We feed the input data to the model using outputs = net(inputs). This performs a forward pass through the network and produces the model's predictions.
We calculate the loss using loss = criterion(outputs, labels). This measures the difference between the model's predictions and the true labels.
We perform a backward pass through the network using loss.backward(). This calculates the gradients of the loss function with respect to the model's parameters.
We update the model's parameters using optimizer.step(). This applies the gradients to the model's parameters, moving them in the direction that reduces the loss.
We print the running loss every 2000 mini-batches to monitor the training progress. It's super useful because if this running loss isn't decreasing, you'll know that there's some debugging to do.

Evaluating the Model

Now that we've trained our model, let's see how well it performs on the test set. We'll calculate the overall accuracy and the accuracy for each class.

Calculating Overall Accuracy

correct = 0
total = 0
with torch.no_grad():
    for data in testloader:
        images, labels = data
        outputs = net(images)
        _, predicted = torch.max(outputs.data, 1)
        total += labels.size(0)
        correct += (predicted == labels).sum().item()

print('Accuracy of the network on the 10000 test images: %d %%' % (100 * correct / total))

Here's how we calculate the overall accuracy:

We iterate over the test data.
For each batch of data, we feed the input data to the model and get the predicted labels.
We compare the predicted labels to the true labels and count the number of correct predictions.
We calculate the overall accuracy by dividing the number of correct predictions by the total number of test images.

Calculating Class-Specific Accuracy

class_correct = list(0. for i in range(10))
class_total = list(0. for i in range(10))
with torch.no_grad():
    for data in testloader:
        images, labels = data
        outputs = net(images)
        _, predicted = torch.max(outputs, 1)
        c = (predicted == labels).squeeze()
        for i in range(4):
            label = labels[i]
            class_correct[label] += c[i].item()
            class_total[label] += 1


for i in range(10):
    print('Accuracy of %5s : %2d %%' % (
        classes[i], 100 * class_correct[i] / class_total[i]))

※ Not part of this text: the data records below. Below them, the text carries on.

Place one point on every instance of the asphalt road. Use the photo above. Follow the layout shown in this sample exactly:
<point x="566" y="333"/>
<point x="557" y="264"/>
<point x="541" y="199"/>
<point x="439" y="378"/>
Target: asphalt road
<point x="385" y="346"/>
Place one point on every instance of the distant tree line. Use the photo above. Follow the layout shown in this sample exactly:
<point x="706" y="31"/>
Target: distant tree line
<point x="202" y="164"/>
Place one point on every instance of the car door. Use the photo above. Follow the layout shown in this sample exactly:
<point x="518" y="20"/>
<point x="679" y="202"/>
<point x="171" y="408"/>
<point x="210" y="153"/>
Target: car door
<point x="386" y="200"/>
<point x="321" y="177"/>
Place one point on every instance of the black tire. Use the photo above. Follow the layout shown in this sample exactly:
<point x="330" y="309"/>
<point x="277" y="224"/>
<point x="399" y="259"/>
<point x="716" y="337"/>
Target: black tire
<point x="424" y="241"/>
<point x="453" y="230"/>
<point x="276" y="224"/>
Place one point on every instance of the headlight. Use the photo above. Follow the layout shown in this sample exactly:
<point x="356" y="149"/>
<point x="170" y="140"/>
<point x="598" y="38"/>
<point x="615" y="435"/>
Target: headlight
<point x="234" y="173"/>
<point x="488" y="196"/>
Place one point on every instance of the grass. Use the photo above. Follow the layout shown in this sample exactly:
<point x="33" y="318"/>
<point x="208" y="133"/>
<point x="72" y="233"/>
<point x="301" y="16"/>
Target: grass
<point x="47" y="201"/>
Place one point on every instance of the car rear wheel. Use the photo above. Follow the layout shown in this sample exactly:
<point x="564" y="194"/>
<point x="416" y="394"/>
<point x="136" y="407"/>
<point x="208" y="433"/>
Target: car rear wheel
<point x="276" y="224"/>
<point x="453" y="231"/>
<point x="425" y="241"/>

This code calculates the accuracy for each class in the CIFAR-10 dataset. This will give you a more granular view on how each class performed individually.

Conclusion

And there you have it! You've built your own image classifier using PyTorch. Of course, this is a very basic example, but it demonstrates the fundamental concepts of image classification and how to implement them using PyTorch.

Further Exploration

Want to take your image classification skills to the next level? Here are a few ideas:

Experiment with different CNN architectures: Try adding more layers, using different activation functions, or exploring more advanced architectures like ResNet or DenseNet.
Use data augmentation: Apply random transformations to the training data (like rotations, flips, and zooms) to increase the diversity of the data and improve the model's generalization ability.
Fine-tune a pre-trained model: Use a model that's been pre-trained on a large dataset like ImageNet as a starting point and fine-tune it on your specific task. This can significantly improve performance and reduce training time.
Try different datasets: Explore other image classification datasets like MNIST, Fashion-MNIST, or your own custom dataset.

Keep experimenting, keep learning, and have fun building awesome image classification models!